# Day 13 — "Pooling, Downsampling & Hierarchical Feature Extraction"

Pooling lets CNNs zoom out: compressing details while preserving meaning so deeper layers capture shapes, parts, and objects.

## 1. Core Intuition

- Pooling mimics stepping back from an image: details → shapes → scenes.
- Downsampling builds hierarchical, multi-scale features (pixels → edges → textures → parts → objects).

## 2. Why Pooling is Needed

- Convolution alone lacks invariance.
- Pooling selects salient features, compresses maps, enlarges receptive fields, reduces compute.

## 3. Max Pooling

`maxpool(x) = max(x_1, ..., x_n)` within a window. Picks the strongest activation, giving shift invariance and sparsity.

## 4. Average Pooling & GAP

- `avgpool(x) = (1/n)∑x_i` keeps smooth context.
- Global Average Pooling (GAP) replaces FC heads, reduces parameters, improves generalization.

## 5. Strided Convolution

Learnable downsampling that lets the model decide which info to retain; common replacement for rigid pooling.

## 6. Python Demo — Pooling & Strided Convolution

`days/day13/code/pooling.py` implements the helpers below.

In [5]:
from __future__ import annotations

import sys
from pathlib import Path
import numpy as np


def find_repo_root(marker: str = "days") -> Path:
    path = Path.cwd()
    while path != path.parent:
        if (path / marker).exists():
            return path
        path = path.parent
    raise RuntimeError("Run this notebook from inside the repository tree.")

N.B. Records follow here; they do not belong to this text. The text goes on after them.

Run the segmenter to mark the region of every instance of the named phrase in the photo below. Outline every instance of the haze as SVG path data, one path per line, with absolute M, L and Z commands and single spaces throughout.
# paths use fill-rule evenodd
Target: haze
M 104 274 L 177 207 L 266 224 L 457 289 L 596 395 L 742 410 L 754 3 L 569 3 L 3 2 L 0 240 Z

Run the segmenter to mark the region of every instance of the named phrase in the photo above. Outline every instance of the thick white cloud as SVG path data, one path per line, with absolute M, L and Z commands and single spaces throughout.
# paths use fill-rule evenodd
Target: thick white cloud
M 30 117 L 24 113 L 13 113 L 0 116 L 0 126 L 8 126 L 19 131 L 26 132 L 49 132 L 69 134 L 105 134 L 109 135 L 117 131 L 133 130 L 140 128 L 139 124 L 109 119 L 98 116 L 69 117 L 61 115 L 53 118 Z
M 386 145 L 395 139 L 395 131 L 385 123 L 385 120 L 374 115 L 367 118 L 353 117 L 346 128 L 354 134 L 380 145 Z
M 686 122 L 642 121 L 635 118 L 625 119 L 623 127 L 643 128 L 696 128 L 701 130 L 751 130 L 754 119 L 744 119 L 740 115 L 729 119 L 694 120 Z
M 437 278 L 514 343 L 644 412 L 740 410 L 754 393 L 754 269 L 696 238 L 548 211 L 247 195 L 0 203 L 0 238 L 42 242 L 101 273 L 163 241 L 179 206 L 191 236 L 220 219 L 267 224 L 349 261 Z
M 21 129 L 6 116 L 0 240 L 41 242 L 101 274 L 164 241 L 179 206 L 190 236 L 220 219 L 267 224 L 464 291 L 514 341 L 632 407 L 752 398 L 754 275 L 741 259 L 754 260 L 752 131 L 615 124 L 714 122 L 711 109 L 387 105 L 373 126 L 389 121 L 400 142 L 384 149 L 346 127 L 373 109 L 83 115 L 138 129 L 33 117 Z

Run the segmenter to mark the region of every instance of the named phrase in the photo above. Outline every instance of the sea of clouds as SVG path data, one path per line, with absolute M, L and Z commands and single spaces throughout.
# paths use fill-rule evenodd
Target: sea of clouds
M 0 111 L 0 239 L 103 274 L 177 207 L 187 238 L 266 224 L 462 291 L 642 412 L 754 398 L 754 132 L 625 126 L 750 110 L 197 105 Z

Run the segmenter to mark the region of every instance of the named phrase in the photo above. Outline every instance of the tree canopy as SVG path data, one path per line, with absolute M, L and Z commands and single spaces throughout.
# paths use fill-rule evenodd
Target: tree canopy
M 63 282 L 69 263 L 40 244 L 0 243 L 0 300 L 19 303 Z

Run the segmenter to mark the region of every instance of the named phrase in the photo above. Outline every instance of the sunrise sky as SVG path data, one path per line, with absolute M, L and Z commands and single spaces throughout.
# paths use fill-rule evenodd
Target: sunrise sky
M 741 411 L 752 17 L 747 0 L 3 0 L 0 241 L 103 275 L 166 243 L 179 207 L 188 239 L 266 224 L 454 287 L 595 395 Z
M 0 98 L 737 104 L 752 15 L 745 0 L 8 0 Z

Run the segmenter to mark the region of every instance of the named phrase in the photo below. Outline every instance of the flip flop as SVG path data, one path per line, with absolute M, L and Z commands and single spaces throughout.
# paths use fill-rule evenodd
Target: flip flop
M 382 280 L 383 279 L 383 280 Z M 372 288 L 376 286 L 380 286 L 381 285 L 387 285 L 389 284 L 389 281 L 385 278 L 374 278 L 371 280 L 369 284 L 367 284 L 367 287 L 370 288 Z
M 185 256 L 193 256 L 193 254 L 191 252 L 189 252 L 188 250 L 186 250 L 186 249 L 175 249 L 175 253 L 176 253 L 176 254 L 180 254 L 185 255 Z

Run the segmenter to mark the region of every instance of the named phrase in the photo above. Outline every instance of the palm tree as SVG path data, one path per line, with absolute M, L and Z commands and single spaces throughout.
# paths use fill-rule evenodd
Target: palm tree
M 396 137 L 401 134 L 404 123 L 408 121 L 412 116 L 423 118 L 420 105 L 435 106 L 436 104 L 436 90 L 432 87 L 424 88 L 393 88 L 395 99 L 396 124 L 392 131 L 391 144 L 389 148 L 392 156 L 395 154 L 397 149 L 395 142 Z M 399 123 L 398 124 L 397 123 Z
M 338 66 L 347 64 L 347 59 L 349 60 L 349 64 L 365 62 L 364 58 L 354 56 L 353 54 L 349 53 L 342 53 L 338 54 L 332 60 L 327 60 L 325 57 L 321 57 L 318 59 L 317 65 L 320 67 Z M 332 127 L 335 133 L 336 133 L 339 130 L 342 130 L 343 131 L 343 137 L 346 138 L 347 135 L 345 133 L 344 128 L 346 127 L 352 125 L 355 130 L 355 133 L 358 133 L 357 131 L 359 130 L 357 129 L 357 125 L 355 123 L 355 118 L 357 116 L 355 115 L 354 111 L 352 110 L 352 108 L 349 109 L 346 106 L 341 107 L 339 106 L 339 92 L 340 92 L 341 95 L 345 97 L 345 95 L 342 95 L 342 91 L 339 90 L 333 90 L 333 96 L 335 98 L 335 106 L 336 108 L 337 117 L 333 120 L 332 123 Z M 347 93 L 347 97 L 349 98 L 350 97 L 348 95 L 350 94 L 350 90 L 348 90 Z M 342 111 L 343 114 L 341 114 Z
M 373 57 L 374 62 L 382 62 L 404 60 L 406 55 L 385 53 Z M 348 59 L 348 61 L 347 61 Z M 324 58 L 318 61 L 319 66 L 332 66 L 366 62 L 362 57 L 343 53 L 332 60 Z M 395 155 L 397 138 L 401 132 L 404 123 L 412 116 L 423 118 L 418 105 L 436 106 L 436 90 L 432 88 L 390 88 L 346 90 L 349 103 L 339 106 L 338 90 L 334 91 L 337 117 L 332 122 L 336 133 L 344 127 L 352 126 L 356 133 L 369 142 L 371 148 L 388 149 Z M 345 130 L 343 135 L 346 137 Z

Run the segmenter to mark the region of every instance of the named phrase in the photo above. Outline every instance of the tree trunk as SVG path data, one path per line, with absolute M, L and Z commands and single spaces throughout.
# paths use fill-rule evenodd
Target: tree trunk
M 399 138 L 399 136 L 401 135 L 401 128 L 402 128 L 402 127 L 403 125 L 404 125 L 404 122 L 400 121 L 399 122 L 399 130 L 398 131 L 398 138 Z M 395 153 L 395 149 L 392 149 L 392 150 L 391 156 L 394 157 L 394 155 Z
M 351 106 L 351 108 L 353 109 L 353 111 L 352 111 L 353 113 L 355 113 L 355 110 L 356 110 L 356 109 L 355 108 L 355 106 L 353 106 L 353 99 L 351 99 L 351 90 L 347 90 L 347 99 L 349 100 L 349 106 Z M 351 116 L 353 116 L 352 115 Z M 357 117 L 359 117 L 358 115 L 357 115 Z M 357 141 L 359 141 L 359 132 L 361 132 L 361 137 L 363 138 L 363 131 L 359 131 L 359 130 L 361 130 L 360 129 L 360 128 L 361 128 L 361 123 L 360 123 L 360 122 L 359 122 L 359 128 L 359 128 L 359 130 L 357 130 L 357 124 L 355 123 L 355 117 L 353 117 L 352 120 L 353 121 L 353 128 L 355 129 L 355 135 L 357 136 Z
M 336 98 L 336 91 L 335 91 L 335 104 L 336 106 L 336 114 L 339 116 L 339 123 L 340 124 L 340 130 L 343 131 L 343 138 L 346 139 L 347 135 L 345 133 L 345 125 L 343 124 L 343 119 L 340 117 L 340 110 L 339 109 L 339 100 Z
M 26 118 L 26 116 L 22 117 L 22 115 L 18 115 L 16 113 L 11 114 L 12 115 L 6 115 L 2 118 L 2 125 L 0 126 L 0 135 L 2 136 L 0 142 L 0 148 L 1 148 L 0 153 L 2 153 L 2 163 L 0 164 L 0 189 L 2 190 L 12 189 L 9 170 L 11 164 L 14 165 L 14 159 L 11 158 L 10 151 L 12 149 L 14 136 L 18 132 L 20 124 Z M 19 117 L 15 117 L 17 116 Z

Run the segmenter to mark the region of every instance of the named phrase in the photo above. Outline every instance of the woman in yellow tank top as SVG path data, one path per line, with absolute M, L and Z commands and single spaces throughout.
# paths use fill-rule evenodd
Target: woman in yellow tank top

REPO_ROOT = find_repo_root()
if str(REPO_ROOT) not in sys.path:
    sys.path.append(str(REPO_ROOT))

from days.day13.code.pooling import pool2d, global_avg_pool, strided_conv2d

img = np.array([[1,3,2,8],[4,6,5,2],[7,1,0,3],[2,9,4,1]])
filt = np.array([[1,-1],[-1,1]])
print("Original:\n", img)
print("MaxPool 2x2:\n", pool2d(img, mode='max'))
print("AvgPool 2x2:\n", pool2d(img, mode='avg'))
print("Global Avg Pool:", global_avg_pool(img))
print("Strided conv (stride=2):\n", strided_conv2d(img, filt, stride=2))


Original:
 [[1 3 2 8]
 [4 6 5 2]
 [7 1 0 3]
 [2 9 4 1]]
MaxPool 2x2:
 [[6. 8.]
 [9. 4.]]
AvgPool 2x2:
 [[3.5  4.25]
 [4.75 2.  ]]
Global Avg Pool: 3.625
Strided conv (stride=2):
 [[ 0. -9.]
 [13. -6.]]


## 7. Visualization — Pooling Movement

`days/day13/code/visualizations.py` plots pooling results and animates a sliding max-pool window.

In [6]:
from days.day13.code.visualizations import plot_pooling_example, anim_sliding_maxpool

RUN_ANIMATIONS = False

if RUN_ANIMATIONS:
    plot_path = plot_pooling_example()
    gif_path = anim_sliding_maxpool()
    print('Saved assets →', plot_path, gif_path)
else:
    print('Set RUN_ANIMATIONS = True to regenerate Day 13 figures in days/day13/outputs/.')


Set RUN_ANIMATIONS = True to regenerate Day 13 figures in days/day13/outputs/.


## 9. Hierarchical Feature Extraction

Pooling expands receptive fields so deeper layers capture textures, parts, and objects—mirroring human perception from pixels to scenes.

## 10. Pooling vs Strided Convolution

| Property | Pooling | Strided Conv |
| --- | --- | --- |
| Learnable | No | Yes |
| Invariance | Strong (max) | Moderate |
| Sharpness | High (max) | Depends on learned filters |
| Modern usage | Declining | Increasing |


## 11. Mini Exercises

1. Implement max pool manually and compare to torch.nn.MaxPool2d.
2. Swap max pool for average pool in a CNN; observe accuracy.
3. Replace pooling with stride=2 conv; compare results.
4. Visualize intermediate CNN feature maps (edges → textures → parts).
5. Try GAP vs fully connected head on CIFAR-10.

## 12. Key Takeaways

| Point | Meaning |
| --- | --- |
| Pooling compresses & gains invariance | Less sensitive to small shifts. |
| Max pooling highlights strong features | Edge detectors thrive. |
| Average/GAP summarize context | Smooth, parameter-efficient heads. |
| Strided conv learns what to keep | Flexible alternative to pooling. |
| Hierarchical representations | CNNs zoom out layer by layer. |

> Pooling lets networks zoom out—learning not just pixels, but patterns, parts, and objects.